Neuron-restrictive silencer factor-mediated hyperpolarization-activated cyclic nucleotide gated channelopathy in experimental temporal lobe epilepsy
Article first published online: 8 SEP 2011
Copyright © 2011 American Neurological Association
Annals of Neurology
Volume 70, Issue 3, pages 454–465, September 2011
How to Cite
McClelland, S., Flynn, C., Dubé, C., Richichi, C., Zha, Q., Ghestem, A., Esclapez, M., Bernard, C. and Baram, T. Z. (2011), Neuron-restrictive silencer factor-mediated hyperpolarization-activated cyclic nucleotide gated channelopathy in experimental temporal lobe epilepsy. Ann Neurol., 70: 454–465. doi: 10.1002/ana.22479
- Issue published online: 8 SEP 2011
- Article first published online: 8 SEP 2011
- Accepted manuscript online: 11 MAY 2011 01:36PM EST
- Manuscript Accepted: 6 MAY 2011
- Manuscript Revised: 27 APR 2011
- Manuscript Received: 26 NOV 2010
Enduring, abnormal expression and function of the ion channel hyperpolarization-activated cyclic adenosine monophosphate gated channel type 1 (HCN1) occurs in temporal lobe epilepsy (TLE). We examined the underlying mechanisms, and investigated whether interfering with these mechanisms could modify disease course.
Experimental TLE was provoked by kainic acid-induced status epilepticus (SE). HCN1 channel repression was examined at mRNA, protein, and functional levels. Chromatin immunoprecipitation was employed to identify the transcriptional mechanism of repressed HCN1 expression, and the basis for their endurance. Physical interaction of the repressor, NRSF, was abolished using decoy oligodeoxynucleotides (ODNs).
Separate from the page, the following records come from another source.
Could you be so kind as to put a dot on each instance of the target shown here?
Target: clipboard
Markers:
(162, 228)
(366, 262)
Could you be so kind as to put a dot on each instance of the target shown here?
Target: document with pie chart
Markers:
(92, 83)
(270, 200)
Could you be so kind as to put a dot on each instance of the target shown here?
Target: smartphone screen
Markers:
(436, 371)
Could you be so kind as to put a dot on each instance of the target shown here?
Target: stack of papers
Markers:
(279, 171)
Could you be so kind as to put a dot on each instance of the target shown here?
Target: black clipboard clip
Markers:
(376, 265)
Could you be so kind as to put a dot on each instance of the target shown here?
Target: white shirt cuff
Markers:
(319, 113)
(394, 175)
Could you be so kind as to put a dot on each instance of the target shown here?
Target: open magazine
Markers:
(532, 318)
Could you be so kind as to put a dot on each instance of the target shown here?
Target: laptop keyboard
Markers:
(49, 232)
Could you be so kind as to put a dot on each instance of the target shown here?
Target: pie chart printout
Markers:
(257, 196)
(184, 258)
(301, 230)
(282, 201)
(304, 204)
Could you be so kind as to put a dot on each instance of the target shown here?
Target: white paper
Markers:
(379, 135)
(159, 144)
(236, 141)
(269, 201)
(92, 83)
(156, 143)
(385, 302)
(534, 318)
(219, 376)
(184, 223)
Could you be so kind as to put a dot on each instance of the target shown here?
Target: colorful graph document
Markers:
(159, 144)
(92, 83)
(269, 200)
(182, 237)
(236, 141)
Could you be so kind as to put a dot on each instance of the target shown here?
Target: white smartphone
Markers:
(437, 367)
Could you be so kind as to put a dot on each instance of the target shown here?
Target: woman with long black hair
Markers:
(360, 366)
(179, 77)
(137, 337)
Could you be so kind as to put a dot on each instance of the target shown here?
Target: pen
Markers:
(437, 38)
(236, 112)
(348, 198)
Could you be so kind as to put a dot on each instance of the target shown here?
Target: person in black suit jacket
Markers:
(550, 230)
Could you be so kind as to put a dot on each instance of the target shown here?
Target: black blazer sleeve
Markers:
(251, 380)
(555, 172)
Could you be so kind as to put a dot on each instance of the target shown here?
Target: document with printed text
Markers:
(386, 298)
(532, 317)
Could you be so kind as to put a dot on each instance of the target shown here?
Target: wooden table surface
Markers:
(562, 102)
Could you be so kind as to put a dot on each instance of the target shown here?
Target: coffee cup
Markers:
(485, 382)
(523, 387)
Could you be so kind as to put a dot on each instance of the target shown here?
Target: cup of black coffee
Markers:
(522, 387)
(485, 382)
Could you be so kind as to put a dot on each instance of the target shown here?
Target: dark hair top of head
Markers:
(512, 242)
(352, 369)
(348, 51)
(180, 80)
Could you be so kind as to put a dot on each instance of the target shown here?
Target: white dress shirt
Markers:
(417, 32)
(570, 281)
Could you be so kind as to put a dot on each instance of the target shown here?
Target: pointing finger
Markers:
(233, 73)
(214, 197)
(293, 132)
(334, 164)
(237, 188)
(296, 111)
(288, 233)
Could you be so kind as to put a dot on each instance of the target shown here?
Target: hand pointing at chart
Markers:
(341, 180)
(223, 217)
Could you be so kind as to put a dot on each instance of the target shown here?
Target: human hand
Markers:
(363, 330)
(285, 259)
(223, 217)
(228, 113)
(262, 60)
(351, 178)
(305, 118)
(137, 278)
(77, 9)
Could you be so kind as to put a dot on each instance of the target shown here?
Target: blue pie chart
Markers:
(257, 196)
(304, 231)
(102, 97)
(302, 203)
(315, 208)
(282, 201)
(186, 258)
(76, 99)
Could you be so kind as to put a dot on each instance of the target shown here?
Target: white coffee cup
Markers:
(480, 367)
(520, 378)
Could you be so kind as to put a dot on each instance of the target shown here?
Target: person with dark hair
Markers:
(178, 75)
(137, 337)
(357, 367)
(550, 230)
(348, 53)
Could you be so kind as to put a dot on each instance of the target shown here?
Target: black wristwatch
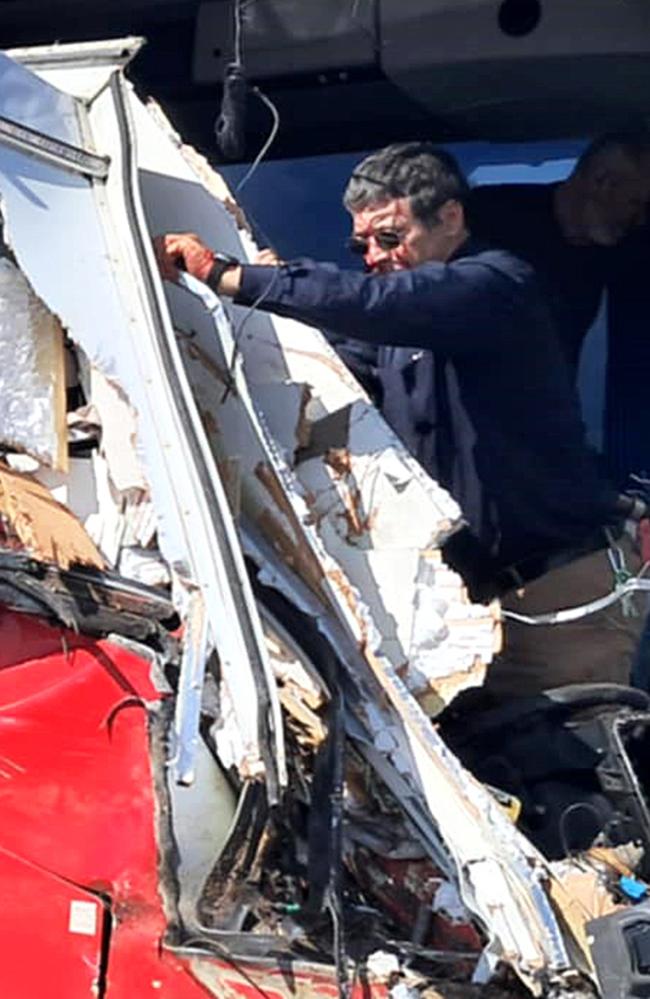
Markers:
(222, 262)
Video/electroencephalographic recordings were performed to assess the onset and initial pattern of spontaneous seizures.
Levels of NRSF and its physical binding to the Hcn1 gene were augmented after SE, resulting in repression of HCN1 expression and HCN1-mediated currents (Ih), and reduced Ih-dependent resonance in hippocampal CA1 pyramidal cell dendrites. Chromatin changes typical of enduring, epigenetic gene repression were apparent at the Hcn1 gene within a week after SE. Administration of decoy ODNs comprising the NRSF DNA-binding sequence (neuron restrictive silencer element [NRSE]), in vitro and in vivo, reduced NRSF binding to Hcn1, prevented its repression, and restored Ih function. In vivo, decoy NRSE ODN treatment restored theta rhythm and altered the initial pattern of spontaneous seizures.
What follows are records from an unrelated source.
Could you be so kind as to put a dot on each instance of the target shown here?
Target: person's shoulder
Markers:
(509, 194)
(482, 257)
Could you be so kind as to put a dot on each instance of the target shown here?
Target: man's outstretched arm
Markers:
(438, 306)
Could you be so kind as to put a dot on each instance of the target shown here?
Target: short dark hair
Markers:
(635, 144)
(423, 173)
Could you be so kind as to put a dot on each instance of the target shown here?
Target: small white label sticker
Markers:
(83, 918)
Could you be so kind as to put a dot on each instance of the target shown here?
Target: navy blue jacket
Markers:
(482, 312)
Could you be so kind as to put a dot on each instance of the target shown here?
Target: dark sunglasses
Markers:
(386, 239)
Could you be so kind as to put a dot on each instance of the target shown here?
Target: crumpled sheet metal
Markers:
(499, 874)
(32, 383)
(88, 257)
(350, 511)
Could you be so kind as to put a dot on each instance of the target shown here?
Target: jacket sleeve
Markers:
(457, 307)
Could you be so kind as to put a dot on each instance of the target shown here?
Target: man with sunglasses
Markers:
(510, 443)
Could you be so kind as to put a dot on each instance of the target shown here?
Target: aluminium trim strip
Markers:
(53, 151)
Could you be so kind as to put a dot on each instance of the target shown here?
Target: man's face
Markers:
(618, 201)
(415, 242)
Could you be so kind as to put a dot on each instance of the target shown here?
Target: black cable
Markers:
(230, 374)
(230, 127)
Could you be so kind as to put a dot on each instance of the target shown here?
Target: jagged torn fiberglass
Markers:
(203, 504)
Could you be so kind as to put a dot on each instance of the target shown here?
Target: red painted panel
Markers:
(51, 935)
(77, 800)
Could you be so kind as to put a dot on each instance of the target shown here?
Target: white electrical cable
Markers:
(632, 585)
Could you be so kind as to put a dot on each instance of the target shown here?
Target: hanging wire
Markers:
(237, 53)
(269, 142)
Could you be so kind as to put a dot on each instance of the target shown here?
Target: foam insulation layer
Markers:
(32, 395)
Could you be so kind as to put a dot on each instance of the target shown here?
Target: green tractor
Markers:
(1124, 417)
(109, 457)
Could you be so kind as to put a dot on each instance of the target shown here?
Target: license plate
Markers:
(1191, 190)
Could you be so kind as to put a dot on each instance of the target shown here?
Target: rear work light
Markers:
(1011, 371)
Acquired HCN1 channelopathy derives from NRSF-mediated transcriptional repression that endures via chromatin modification and may provide insight into the mechanisms of a number of channelopathies that coexist with, and may contribute to, the conversion of a normal brain into an epileptic one. ANN NEUROL 2011;70: 454–464.